Sehingga KPM tidak memiliki keleluasaan untuk memilih barang sesuai kebutuhannya. KPM juga dipungut biaya secara variatif mulai dari 10 sampai 25 ribu per KPM. Begitu juga halnya yang terjadi di beberapa Desa di Kecamatan Salopa.”Tuturnya.

Heri menyoroti mekanisme pemberian program bantuan yang dinilai jauh dari ketentuan yang diatur Pemerintah Pusat.

Diketahui, sejumlah E-warong di beberapa Kecamatan di Kabupaten Tasikmalaya menjual sembako secara paket. Namun volume dan kualitasnya tidak sesuai dengan besaran nominal uang yang menjadi hak KPM.

Selain itu, KKS yang seharusnya berada dalam penguasaan masing-masing KPM, ini malah dikuasai oleh oknum tertentu dan bekerja sama denga agen E-warong untuk mengkolektifkan penggesekan KKS secara sepihak sebelum mendapatkan sembako.

Padahal, sudah sangat jelas bahwa hal itu dilarang secara aturan sebagaimana dijelaskan dalam Peraturan Menteri Sosial Republik Indonesia Nomor 5 Tahun 2021 bahwa E-warong dilarang memaksa KPM untuk melakukan pembelian bahan pangan tertentu dan dalam jumlah tertentu, menjual bahan pangan dalam bentuk paket, menyimpan KKS milik KPM baik sebelum maupun sesudah pencairan, menggiring dan mengintimidasi KPM.

“Atas hal tersebut, kami mendesak Dinas Sosial Kabupaten Tasikmalaya segera memanggil TKSK dan juga Pendamping yang diduga ikut bersekongkol dengan pihak-pihak tertenu untuk menggiring, memonopoli, dan memanfaatkan program bantuan sosial guna mendapat keuntungan secara bersama-sama.”Jawabnya.

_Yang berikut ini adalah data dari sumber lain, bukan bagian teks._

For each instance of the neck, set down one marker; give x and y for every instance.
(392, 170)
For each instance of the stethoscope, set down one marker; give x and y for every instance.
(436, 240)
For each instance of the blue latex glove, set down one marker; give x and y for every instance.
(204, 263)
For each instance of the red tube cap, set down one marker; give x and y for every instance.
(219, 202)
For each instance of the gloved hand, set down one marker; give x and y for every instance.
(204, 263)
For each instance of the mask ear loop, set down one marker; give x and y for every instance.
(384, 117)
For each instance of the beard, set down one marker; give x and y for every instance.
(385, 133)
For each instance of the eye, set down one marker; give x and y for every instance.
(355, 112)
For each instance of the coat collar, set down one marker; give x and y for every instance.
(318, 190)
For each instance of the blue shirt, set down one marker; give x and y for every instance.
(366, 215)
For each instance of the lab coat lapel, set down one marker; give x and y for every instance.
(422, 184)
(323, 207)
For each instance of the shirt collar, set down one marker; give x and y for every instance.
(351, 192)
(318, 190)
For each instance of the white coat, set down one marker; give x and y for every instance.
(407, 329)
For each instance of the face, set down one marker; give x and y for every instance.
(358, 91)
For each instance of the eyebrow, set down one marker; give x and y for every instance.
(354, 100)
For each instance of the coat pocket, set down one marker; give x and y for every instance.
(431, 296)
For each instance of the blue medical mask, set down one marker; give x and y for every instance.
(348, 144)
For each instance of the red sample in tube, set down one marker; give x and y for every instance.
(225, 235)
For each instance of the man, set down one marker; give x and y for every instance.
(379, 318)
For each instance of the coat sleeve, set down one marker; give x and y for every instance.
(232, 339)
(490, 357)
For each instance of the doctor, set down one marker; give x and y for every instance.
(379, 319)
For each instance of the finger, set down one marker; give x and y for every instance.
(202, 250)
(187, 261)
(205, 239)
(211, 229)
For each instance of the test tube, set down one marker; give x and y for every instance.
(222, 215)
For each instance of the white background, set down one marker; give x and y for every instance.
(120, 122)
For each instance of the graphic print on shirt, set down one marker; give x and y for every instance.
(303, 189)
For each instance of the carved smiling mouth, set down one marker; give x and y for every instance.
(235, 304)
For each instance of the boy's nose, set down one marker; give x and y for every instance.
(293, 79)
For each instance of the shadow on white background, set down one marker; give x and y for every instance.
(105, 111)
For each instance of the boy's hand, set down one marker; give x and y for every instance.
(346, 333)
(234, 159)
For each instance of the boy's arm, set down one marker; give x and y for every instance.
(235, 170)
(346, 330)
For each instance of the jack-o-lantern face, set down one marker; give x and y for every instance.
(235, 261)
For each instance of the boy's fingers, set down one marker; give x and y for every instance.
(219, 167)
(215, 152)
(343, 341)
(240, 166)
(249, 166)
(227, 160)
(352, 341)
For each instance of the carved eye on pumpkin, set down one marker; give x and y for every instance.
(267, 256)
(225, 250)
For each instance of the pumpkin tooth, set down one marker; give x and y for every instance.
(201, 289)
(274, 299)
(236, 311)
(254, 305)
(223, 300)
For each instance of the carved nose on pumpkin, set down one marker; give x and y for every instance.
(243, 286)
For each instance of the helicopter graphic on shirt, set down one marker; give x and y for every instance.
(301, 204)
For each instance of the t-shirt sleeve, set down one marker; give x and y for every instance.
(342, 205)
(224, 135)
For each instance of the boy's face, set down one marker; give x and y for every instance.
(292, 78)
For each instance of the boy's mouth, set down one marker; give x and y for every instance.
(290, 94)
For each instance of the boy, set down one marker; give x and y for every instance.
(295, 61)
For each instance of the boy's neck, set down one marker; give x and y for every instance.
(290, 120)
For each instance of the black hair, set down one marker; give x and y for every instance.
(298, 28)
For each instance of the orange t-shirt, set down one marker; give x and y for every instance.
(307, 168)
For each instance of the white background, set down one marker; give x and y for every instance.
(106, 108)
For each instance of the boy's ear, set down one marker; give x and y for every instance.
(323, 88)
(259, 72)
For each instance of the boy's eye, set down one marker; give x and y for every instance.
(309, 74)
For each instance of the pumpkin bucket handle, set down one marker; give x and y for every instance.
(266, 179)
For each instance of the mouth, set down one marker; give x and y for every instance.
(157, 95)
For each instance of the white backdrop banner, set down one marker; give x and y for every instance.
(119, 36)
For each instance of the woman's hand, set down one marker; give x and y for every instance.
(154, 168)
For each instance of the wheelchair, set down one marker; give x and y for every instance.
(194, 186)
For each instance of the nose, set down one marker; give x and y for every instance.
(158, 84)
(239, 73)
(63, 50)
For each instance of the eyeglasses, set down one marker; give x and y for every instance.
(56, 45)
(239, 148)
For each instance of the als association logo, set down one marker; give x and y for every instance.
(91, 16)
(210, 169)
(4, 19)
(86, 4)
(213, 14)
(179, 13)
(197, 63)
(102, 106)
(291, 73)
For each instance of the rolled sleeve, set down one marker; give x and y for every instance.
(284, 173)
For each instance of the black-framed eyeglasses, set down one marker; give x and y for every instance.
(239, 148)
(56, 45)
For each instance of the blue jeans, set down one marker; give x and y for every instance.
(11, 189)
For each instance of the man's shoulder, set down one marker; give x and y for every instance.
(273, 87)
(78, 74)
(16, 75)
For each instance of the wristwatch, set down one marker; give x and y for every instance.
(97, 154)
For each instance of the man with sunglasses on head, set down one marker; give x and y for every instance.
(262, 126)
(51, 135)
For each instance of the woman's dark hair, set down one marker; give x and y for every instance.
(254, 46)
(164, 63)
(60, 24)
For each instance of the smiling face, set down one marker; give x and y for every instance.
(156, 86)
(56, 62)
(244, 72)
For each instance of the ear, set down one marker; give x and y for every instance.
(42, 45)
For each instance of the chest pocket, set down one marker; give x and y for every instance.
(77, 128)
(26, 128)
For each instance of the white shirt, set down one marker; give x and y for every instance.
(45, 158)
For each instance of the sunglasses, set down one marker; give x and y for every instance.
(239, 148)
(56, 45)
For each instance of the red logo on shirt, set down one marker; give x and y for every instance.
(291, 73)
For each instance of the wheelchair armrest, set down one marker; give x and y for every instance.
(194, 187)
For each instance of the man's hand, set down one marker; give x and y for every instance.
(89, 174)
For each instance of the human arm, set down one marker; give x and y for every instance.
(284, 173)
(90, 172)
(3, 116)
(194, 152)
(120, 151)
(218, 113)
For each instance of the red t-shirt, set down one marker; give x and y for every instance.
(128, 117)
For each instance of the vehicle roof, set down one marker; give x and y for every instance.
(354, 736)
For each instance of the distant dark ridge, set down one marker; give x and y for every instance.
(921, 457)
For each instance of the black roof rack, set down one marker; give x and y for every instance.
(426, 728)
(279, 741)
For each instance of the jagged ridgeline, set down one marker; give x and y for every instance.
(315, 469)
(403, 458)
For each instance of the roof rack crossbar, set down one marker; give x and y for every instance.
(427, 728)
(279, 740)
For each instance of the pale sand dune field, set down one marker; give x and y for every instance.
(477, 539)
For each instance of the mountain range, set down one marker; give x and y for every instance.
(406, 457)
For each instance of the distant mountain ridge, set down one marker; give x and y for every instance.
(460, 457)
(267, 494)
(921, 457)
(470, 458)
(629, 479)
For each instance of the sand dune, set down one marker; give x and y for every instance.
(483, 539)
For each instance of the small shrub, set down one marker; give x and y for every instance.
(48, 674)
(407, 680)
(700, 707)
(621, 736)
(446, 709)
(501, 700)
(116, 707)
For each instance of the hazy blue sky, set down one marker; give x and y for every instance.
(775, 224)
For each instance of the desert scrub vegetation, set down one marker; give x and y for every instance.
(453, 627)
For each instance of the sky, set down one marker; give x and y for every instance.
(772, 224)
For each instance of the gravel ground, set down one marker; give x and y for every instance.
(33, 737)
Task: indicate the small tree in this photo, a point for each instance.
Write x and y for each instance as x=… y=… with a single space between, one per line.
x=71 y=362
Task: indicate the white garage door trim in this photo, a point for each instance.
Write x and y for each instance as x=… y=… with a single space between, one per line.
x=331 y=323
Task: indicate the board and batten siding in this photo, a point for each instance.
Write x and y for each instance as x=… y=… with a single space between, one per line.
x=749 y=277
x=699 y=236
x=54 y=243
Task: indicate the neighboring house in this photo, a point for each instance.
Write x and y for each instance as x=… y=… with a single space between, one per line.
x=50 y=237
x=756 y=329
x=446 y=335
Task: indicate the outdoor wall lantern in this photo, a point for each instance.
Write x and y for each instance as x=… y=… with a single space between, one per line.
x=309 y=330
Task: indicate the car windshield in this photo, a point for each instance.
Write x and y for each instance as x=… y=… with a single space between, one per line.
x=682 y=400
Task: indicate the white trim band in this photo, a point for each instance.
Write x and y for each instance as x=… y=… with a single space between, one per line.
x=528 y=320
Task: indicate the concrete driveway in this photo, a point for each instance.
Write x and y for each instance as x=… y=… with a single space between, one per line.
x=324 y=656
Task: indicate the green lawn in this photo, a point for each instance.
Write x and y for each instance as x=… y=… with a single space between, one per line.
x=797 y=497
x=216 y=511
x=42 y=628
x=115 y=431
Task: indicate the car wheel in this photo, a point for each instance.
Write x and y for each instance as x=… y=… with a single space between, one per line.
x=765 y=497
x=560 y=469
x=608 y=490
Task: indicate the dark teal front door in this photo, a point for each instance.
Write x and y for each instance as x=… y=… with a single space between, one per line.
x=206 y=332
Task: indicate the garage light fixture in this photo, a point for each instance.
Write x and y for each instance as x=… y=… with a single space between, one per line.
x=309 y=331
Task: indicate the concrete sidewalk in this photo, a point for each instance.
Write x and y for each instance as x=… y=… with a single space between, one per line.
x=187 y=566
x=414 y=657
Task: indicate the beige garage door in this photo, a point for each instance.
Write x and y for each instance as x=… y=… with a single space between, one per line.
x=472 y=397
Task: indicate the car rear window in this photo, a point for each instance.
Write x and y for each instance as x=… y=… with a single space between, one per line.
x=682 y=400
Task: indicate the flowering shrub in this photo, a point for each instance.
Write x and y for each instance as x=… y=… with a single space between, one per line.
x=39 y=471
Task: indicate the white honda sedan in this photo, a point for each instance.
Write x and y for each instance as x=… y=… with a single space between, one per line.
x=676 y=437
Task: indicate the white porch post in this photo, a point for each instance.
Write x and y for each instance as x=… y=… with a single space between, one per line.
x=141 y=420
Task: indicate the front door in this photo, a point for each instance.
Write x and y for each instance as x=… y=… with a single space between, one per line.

Ketua LSM Berantas sendiri meminta segera lakukan evaluasi terhadap agen E-warong yang menyalahi aturan. Da jika terbukti, maka keberlanjutannya sebagai agen e-warong harus direkomendasikan untuk diberhentikan pelayanannya dengan bank penyalur.

“Kami juga berharap Aparat Penegak Hukum (APH) menyelidiki motif dibalik penguasaan KKS milik KPM oleh pihak tertentu yang secara Undang-undang itu merupakan pelanggaran hukum. Selidiki juga motif penggiringan KPM untuk belanja di e-warung tertentu yang menjual paksa paket sembako yang sudah dipaketkan, sebab hal itu sudah jelas dilarang secara aturan.”Jelasnya.

Sementara itu, Inisial T Warga Desa Kersagalih, Kecamatan Jatiwaras selaku anak dari orang tuanya mendapatkan BPNT mengatakan kartu sembako orang tuanya tidak dipegang olehnya. Namun, di pegang oleh ketua kelompok.

“Dicairkanya tidak tau oleh siapa, pokoknya pagi-pagi sudah ada sembako di depan rumah.”Ungkap T kepada tasikraya kemarin Rabu, (15/3/2023).

Menurutnya, kalau dihitung secara hitungan warung kecil dari sembako yang diberikan tersebut diduga masih ada uang kembalianya.

“Tapi ini tidak ada kembalian, kali ini beras BPNTnya lumayan, tetapi yang sebelumnya bau.”Tegasnya.

Adapun itu, salah satu KPM Desa Kersagalih, Kecamatan Jatiwaras itu mendapatkan barang dari senilai Rp 400.000 berupa 10 Mie Instan, 1 Kg Gula, 1 Kg Tepung Terigu, 1 Kg Kurma, 2 Kaleng Susu, 20 Telur, 1 Karung Beras, dan lain-lain.